My neighbor has been telling me I should grow and use Holy Basil. What is it and how do I grow it?~Cynthia
Holy Basil (Ocimum tenuiflorum/sanctum) is a distant relative of sweet basil and Thai basil. It is commonly used as a medicinal herb in India; It also makes a wonderful tea. Holy basil is sometimes distinguished from the other basils by being called Tulsi.
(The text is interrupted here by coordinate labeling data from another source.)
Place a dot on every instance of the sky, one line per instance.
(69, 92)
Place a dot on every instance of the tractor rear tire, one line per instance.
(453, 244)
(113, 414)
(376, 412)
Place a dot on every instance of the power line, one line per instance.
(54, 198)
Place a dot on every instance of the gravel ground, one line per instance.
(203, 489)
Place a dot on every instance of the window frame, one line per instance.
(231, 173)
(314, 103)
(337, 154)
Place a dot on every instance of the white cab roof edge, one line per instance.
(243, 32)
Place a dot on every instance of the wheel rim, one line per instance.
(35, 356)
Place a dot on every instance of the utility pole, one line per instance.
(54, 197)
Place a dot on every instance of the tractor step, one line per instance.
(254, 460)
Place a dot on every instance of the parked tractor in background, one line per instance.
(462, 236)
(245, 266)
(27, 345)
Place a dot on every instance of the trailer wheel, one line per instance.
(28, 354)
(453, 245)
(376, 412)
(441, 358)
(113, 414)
Holy basil is native to tropical and subtropical Asia. It’s an aromatic plant in the mint family, Lamiaceae. It is spicier than other basils and quicker to go to seed, but still usable when covered with purple flowers. Plants will grow to 12-24 inches tall and wide, with hairy stems and simple, green leaves that are strongly scented. Leaves are ovate, up to almost 2 inches long, usually slightly toothed. The flowers are purplish in close elongated whorls. It is a perennial in it’s homeland, but acts as an annual here in Texas.
To grow, direct seed when soil warms up in late spring or transplant after danger of frost in well-drained moderately rich soil. I was able to find seeds on Amazon. The seeds are VERY tiny. Young seedlings will damp off if heavily watered during cool cloudy weather. Thin to 8–12”, pinch off the tops of mature plants to induce branching and increase total yield. Harvest before plants blossom. Holy Basil is heat loving and more tolerant of cold than most basils but absolutely intolerant of frost and damaged by temperatures in the 30s.
As far as the medicinal properties of Holy Basil go, although they sound wonderful, they are mostly unsubstantiated. However, from personal experience, I can tell you the tea is delicious.